Hier, c'était Glières. Effort purgatoire, recueillement égocentrique, excommunication glissante, je ne monte plus là-haut pour faire la course, et pourtant. Introspection de la cinquantaine, anticonformisme tribal, oscillation sportive, je ne concoure plus pour les podiums quand je suis là-haut, et pourtant. Sadisme modéré, contrition du corps, contrôle exacerbé, je ne vise plus la victoire quand je skie là-haut, et pourtant.
Entre liberté inconditionnelle et addiction volontaire, j’y suis revenu sur ce plateau des Glières. Passer dans le défilé, s’aligner sur le départ, pousser comme un damné sur les bâtons, courir après mon prochain, haleter comme un chien, la légèreté de nos contraintes sur nos mines réjouies me rassure pourtant sur la nature humaine.
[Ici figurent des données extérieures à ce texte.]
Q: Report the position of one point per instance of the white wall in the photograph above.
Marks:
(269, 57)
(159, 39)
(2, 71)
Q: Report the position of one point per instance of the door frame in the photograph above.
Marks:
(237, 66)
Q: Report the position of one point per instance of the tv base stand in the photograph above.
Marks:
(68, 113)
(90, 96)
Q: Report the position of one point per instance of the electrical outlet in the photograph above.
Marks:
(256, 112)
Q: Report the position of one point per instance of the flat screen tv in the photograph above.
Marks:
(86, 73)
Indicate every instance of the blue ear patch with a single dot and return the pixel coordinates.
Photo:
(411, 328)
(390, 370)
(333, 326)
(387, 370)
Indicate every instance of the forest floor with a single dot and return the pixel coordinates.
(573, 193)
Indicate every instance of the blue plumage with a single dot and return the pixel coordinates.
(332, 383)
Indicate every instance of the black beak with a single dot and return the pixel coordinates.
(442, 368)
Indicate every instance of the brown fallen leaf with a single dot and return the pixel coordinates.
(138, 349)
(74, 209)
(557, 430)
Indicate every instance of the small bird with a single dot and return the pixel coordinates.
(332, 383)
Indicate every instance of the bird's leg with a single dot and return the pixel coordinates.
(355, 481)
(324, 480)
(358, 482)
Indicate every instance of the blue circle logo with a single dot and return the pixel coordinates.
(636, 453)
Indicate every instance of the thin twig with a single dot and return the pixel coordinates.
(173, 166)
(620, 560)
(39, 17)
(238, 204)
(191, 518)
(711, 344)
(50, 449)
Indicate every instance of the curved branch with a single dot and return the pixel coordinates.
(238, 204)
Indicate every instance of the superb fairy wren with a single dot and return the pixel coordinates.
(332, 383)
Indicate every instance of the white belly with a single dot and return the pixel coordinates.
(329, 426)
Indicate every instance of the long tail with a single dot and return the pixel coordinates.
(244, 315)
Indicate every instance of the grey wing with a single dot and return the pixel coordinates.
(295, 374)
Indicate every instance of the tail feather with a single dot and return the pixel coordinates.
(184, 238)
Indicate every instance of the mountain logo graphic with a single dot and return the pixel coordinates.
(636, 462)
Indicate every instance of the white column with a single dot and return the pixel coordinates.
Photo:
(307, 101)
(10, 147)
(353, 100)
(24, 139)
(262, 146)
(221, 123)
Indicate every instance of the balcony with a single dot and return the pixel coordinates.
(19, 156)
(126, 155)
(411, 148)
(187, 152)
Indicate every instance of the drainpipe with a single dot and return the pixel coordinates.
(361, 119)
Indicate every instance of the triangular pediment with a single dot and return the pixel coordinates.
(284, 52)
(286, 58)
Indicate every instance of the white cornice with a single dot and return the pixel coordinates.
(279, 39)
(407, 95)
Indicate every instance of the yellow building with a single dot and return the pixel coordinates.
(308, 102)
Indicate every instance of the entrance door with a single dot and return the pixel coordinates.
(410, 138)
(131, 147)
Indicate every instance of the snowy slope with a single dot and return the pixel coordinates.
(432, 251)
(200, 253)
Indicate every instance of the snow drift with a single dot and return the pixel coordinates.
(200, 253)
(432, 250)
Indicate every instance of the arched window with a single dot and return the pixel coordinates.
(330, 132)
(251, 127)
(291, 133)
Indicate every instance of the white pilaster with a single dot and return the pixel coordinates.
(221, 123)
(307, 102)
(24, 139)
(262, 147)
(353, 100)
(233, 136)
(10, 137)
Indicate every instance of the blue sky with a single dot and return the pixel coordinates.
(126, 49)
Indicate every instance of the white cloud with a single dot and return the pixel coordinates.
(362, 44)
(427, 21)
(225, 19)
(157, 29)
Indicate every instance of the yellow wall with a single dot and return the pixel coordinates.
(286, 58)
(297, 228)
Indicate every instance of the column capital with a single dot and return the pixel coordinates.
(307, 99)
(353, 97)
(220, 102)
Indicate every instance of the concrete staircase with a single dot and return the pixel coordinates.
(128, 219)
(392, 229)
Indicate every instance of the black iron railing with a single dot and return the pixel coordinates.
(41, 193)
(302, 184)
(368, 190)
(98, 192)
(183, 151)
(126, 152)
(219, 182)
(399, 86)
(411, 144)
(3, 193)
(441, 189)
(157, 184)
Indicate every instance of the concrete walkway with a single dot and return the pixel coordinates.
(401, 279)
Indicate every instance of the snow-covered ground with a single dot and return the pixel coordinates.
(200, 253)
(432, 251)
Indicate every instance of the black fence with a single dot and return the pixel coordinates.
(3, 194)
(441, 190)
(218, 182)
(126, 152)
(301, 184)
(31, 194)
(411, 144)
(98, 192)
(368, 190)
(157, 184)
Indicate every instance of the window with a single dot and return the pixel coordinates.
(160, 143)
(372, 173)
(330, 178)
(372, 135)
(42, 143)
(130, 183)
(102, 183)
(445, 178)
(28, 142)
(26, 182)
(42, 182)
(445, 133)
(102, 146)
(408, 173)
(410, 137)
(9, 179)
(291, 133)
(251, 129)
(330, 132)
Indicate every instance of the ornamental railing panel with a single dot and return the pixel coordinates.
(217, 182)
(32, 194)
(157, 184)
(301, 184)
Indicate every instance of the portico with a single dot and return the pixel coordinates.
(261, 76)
Rien de particulier, un signe, un relai du peloton face au vent, un bonjour donné sur le bord du chemin et la vie me comble.
Il y a bien eu cet Italien qui m’a dit de le laisser passer dans cette descente mais qui est resté bien planqué derrière les copains quand il a fallu remonter la plaine de Dran, il y a bien eu cette attaque pile quand j’étais au ravitaillement, mais dans l’ensemble chacun a fait sa part de marché. Il y a bien eu cette seconde où je me suis demandé pourquoi avancer mais je ne me suis pas attardé sur cette petite souris noire au milieu de mes pensées. Il y a bien eu cette topette pour coup de barre « oubliée » sur la piste et que je n’ai pas eu le temps de ramasser. Il y a bien eu ces longues minutes de gestes répétés presque à l’infini, machinalement, il y a bien eu cette queue de poisson que j’ai dû faire dans une épingle (pardon madame), il y a surtout eu cet instant où j’ai acquis la certitude que je n’aurais pas ce courage infiniment.
Souffrir pour ne pas penser, penser pour ne pas souffrir, la phrase qui s’inverse à un moment donné, quand les calculs pour s’économiser ne donnent plus que des inconnus à doubler. Gérer ce filet de volonté pour aboutir 42 kilomètres après la virgule, planifier le parcours dans ce décor qui me bouleverse. Les montées, engoncé dans ma vie intérieure, les relances, avec le regard qui se projette dans l’histoire, les descentes de plaisir et les kilomètres en conciliabule avec ce cerveau qui ne cesse de s’agiter. S’accorder une pleine respiration, relâcher la pression et franchir la sortie en soldat de l’inutile.
La poignée de main sincère avec celui qui m’a poussé dans mes derniers retranchements, les accolades avec ceux que l’on retrouve, les selfies avec ceux que l’on a semé. Entre le thé et les abricots moelleux, je pars m’excuser de ne pas pouvoir assister à la remise des prix parce que je suis garé de l’autre côté et puis remercier le staff, saluer la chance de respirer, traverser le plateau dans l’autre sens pour rentrer chez moi, enfin, manger un Snikers avec le goût du péché originel et rien que cette route pour m’accompagner.
Accomplissement extatique, asservissement libertaire, retraite psychologique, je ne faisais plus la course aux Glières, et pourtant. Refus d’obtempérer avec les années qui passent, méditation transcendantale, pèlerinage contemplatif, je ne concourais plus pour les podiums sur ce plateau, et pourtant. Assouvissement hormonal, confession passagère, parenthèse récréative, je ne visais pas la victoire quand j’étais à l’arrivée, et pourtant.